Programming difficulties

I was presented with the statement "State machine programming is complex," but the statement pretty much went over my head. Here's what I found that related to the topic:

When doing data-driven programming, one clearly distinguishes code from the data structures on which it acts, and designs both so that one can make changes to the logic of the program by editing not the code but the data structure.

Data-driven programming is sometimes confused with object orientation, another style in which data organization is supposed to be central. There are at least two differences. One is that in data-driven programming, the data is not merely the state of some object, but actually defines the control flow of the program. Where the primary concern in OO is encapsulation, the primary concern in data-driven programming is writing as little fixed code as possible....

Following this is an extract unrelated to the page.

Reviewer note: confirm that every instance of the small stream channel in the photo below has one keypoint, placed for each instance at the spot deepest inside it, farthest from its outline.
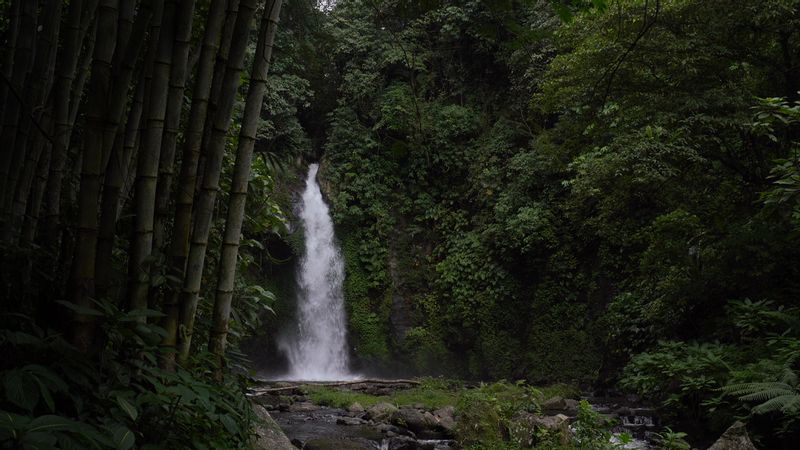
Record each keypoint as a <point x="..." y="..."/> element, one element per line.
<point x="314" y="427"/>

Programming data-driven style is also sometimes confused with writing state machines. It is in fact possible to express the logic of a state machine as a table or data structure, but hand-coded state machines are usually rigid blocks of code that are far harder to modify than a table.


Interestingly enough, the first entry in a Google search for "hard to program" isn't a typical computer programming language or platform - it's an entertainment device:

According to anonymous sources at Wal-Mart—a company so powerful that even MS must bow to its whims—the XBox360 will be priced at $299.99 with standard $59 games. It is also apparently very hard to program for so the first games will be Snake, Tic Tac Toe, and an exciting game called Hello World featuring a delicately rendered image of floating words in an extruded Helvetica font.

Apparently this is a problem (or is perceived to be a problem) on other gaming platforms:

Although few doubt the relative power of the Cell microprocessor, many have expressed concern over the chip’s “asymmetric design,” which makes programming for it a potential disaster.

One such man was 3D artist Josh Robinson, who was fired from his position at Sony just weeks after making a public, negative comment about PlayStation 3 development on his Internet blog.

“Let me first just say, all I really did was write a few paragraphs that gave my opinion on publicly released information,” said Robinson. “I never actually released any information. After reading my small article the reader is not any more informed about the PS3 than he was before the article.”

Marc Tremblay, chief architect of Sun's rival chip Niagra, told Forbes the Cell's uncooperative design will stifle adoption outside of the gaming world and said "the programming model is a nightmare."